In una seduta di decisa frenata per i mercati europei, a Londra brilla Imperial Brands. Il gruppo britannico del tabacco (che vanta marchi come Gauloises, Rizla, Golden Virginia e, per i soli Usa, Winston e Salem) scambia infatti in rally di oltre il 6% nella seconda migliore performance di un Ftse 100 che invece perde l'1,50% circa (meglio fa solo l'asset manager Intermediate Capital Group). A sostenere gli acquisti del titolo sono stati risultati d'esercizio in crescita nonostante il settore stia attraversando una crisi ormai sistemica. Imperial Brands è riuscita comunque a mettere a segno un per quanto marginale progresso dello 0,8% dei ricavi, a 7,99 miliardi di sterline (8,91 miliardi di euro), a fronte di un balzo del 28% dell'utile prima delle tasse a 2,17 miliardi (2,42 miliardi di euro).

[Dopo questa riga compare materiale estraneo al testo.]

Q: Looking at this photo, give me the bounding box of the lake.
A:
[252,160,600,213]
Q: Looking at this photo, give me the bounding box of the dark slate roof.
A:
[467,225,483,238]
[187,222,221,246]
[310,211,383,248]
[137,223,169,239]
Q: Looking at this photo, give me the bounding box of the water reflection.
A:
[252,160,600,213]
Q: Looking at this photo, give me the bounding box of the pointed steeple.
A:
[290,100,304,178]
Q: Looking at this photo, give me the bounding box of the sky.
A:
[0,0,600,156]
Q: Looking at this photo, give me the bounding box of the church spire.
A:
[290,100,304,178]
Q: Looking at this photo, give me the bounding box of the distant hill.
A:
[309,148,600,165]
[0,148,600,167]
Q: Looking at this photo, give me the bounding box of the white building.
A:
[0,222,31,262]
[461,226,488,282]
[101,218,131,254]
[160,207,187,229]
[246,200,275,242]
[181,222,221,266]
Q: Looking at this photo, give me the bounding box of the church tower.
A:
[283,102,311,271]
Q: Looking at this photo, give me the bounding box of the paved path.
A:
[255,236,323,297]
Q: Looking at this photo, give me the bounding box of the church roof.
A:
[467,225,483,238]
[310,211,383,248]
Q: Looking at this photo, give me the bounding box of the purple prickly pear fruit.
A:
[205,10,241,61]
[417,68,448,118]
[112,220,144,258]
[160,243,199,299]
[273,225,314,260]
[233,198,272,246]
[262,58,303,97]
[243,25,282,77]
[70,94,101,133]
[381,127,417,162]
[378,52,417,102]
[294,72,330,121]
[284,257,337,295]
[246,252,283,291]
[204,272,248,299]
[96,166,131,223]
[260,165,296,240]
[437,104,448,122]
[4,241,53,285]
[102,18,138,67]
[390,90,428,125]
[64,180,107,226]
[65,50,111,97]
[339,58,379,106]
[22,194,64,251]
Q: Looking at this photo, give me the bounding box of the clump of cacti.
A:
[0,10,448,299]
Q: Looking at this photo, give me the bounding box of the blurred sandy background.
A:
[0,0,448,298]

Lockdown e meno contrabbando sostengono le vendite

L'epidemia di coronavirus ha fatto bene ai conti di Imperial Brands. E per diversi motivi. In primis c'è ovviamente la nota dolente dell'aspetto psicologico: i fumatori costretti in casa dal lockdown in pochi casi sono riusciti a togliersi il vizio e, anzi, chi magari era abituato a contenersi in ufficio, passato al telelavoro non ha più dovuto gestire il disagio sociale del tabagismo. Imperial è leader nel tabacco da rollare e il segmento è stato premiato sempre dal confinamento domestico, per il risparmio rispetto alle tradizionali "bionde" e per la maggiore comodità nel confezionarsi le sigarette in casa. Non solo. Il lockdown ha inferto anche un duro colpo al contrabbando e questo ha sostenuto la domanda nei canali legali. Così il declino dei volumi di vendita è continuato anche nell'esercizio 2020, ma si è ridotto al 2,1% dal 4,4% del 2019.

Ostacoli regolatori e debole domanda frenano i prodotti alternativi

Imperial Brands come le sue rivali ha dovuto confrontarsi con il fallimento del business delle e-cigarette, su cui molti produttori tradizionali di tabacco avevano scommesso. Principale ostacolo al successo dello svapo e del tabacco riscaldato (e non bruciato) è stato in gran parte regolatorio. Se la speranza era di cavalcare un fenomeno nato dal basso nella convizione che avrebbe ottenuto l'appoggio delle organizzazioni sanitarie e dei governi in generale la realtà dei fatti è stata opposta. Le vendite dei prodotti "next generation" di Imperial sono crollate del 27% annuo, generando una perdita operativa di 323 milioni di sterline (360 milioni di euro). Dietro al flop, il divieto parziale per le sigarette elettroniche in Usa, l'incertezza dei rivenditori e la debole domanda da parte dei consumatori. Per una performance che Imperial Brands ha definito "deludente".